Le fait est que l’instabilité du concept de « dictature totalitaire » va réellement se faire sentir quand Friedrich aborde la doctrine de la dictature du Contrat social. Son propos est d’apprécier si cette doctrine autorise l’identification de la volonté générale à la volonté dictatoriale nazie, fasciste ou communiste moderne. Or il n’en est rien car le concept de « dictature » rousseauiste renvoie à la dictature constitutionnelle de la République romaine. Le dictateur constitutionnel est cet homme qui, à la différence du despote antique, gouverne dans l’intérêt de ses sujets et, à la différence du tyran antique, usurpe, pour un temps strictement limité, l’autorité démocratique souveraine. Ces deux régimes, despotisme et tyrannie, sont tous les deux rejetés par Rousseau. Le despote plus encore que le tyran fait l’objet de sa critique car le premier, dans la terminologie rousseauiste, « se met au-dessus des lois mêmes »[14] au lieu que le second, s’arroge l’autorité royale sans y avoir droit et « s’ingère contre les lois à gouverner selon les lois »[15]. Carl J. Friedrich passe outre ces distinctions en prétendant que Mussolini et Hitler, pour s’être autoproclamés à la source de la loi en vue de leur seule utilité, sont, au sens classique du terme, des despotes. Seulement confondre le dictateur totalitaire moderne avec le despote antique, c’est ne pas faire cas de l’irréductibilité initialement affirmée par Arendt du phénomène totalitaire moderne à toute forme classique d’autoritarisme politique.
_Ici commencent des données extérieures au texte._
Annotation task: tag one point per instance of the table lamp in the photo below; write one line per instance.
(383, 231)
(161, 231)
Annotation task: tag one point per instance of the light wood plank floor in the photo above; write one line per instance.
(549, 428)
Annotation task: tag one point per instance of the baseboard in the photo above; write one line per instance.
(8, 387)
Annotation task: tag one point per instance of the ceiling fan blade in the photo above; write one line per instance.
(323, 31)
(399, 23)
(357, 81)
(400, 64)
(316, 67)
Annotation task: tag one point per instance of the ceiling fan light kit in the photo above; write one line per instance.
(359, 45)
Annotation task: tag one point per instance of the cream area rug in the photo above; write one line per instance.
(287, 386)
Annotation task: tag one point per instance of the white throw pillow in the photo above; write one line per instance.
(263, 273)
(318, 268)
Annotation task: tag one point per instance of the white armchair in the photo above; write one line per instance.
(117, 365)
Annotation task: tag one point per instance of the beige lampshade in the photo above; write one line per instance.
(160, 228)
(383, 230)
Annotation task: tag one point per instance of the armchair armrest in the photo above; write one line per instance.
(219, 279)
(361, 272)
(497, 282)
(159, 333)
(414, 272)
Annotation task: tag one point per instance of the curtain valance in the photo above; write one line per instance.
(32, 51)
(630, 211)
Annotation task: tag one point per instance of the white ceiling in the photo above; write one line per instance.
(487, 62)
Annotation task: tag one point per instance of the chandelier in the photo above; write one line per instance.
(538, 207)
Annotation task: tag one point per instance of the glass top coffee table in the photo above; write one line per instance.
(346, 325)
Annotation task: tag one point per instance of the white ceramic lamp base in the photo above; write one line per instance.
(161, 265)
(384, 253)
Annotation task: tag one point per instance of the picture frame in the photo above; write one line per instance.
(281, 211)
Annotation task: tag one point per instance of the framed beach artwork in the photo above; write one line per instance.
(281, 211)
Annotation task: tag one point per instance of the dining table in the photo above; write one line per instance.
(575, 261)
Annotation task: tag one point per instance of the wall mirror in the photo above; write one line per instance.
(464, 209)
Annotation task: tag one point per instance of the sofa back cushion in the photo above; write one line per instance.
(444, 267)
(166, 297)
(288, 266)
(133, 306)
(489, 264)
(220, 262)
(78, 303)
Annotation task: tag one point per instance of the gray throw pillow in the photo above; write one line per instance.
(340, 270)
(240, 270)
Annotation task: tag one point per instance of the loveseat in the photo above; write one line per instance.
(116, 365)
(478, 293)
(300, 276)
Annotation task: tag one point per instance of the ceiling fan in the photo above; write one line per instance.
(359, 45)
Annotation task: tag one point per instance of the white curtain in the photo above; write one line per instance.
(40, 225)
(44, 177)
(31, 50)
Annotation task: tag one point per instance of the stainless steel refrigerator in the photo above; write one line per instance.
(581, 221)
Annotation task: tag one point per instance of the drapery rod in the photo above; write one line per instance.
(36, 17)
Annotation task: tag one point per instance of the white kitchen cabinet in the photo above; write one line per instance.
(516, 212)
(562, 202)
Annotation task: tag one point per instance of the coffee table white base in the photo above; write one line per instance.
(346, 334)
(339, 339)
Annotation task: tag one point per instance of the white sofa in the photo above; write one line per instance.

On perd, avec cette identification, tout critère stable d’appréciation de la modernité totalitaire. De plus, on note que Hitler et Staline sont parvenus au pouvoir par des jeux de factions qui ne les placent pas au-delà des lois si bien qu’on peut les dire plus proche du tyran antique que du despote. À ce titre, le concept de « dictature totalitaire » de Carl J. Friedrich ne s’avère pas moins fluctuant que celui de « totalitarisme » de gauche de Lester G. Crocker quand on l’applique aux théories du Contrat social.

 

Solutions et critères arendtiens au problème du totalitarisme

 

Cet échec témoigne de ce que la distinction établie par Hannah Arendt entre les mouvements totalitaires et les régimes dictatoriaux fait partie intégrante de la stabilisation du concept de « totalitarisme ». Or cette distinction n’est pas tributaire du problème de la représentation directe ou indirecte de la souveraineté, elle tient à la conviction suivante : « l’extermination per se »[16] chez l’élite dirigeante totalitaire « est plus importante que l’antisémitisme et le racisme » et donc que l’idéologie. Les origines du totalitarisme se propose, dès sa première édition, d’en faire la démonstration dans un but bien précis : éclairer ouvertement le problème de savoir si le totalitarisme doit « son existence à la faillite déplorable, mais peut-être accidentelle, des forces politiques traditionnelles » ou si, au contraire, « il y a quelque chose comme une nature du régime totalitaire ». Si le totalitarisme est un cas d’espèce, philosophes et sociologues du temps ont raison de mobiliser une nouvelle fois, à son usage, les catégories classiques de la philosophie politique des penseurs de la tradition. Mais si le totalitarisme est d’un genre tout à fait nouveau, l’expérience dont il est l’expression « n’a jamais servi de fondement à un corps politique » ni « jamais auparavant envahie ni dirigée le maniement des affaires publiques »[17]. L’enjeu d’« idéologie et terreur », épilogue de la seconde édition des Origines du totalitarisme, est de résumer en une argumentation synthétique cette seconde hypothèse développée tout au long de l’ouvrage dès la première édition. Arendt y procède à une caractérisation très subtile des idéologies. Elle invite à distinguer entre les contenus des idéologies qu’elles empruntent le plus souvent aux idées de la tradition et leurs éléments totalitaires qui font leur différence spécifique et qui se révèlent à nu, délestés du poids du contenu de la tradition, dans les mouvements totalitaires. Et ce n’est qu’au prix de cette distinction entre le contenu des idéologies, leurs éléments totalitaires et les idées de la tradition, qu’on est en mesure de discerner en quoi ni la volonté générale du Contrat social en son exercice, ni la théorie du législateur, ni le contrat social en son exigence d’aliénation de tous à la communauté ne sont des idéologies et encore moins des éléments totalitaires.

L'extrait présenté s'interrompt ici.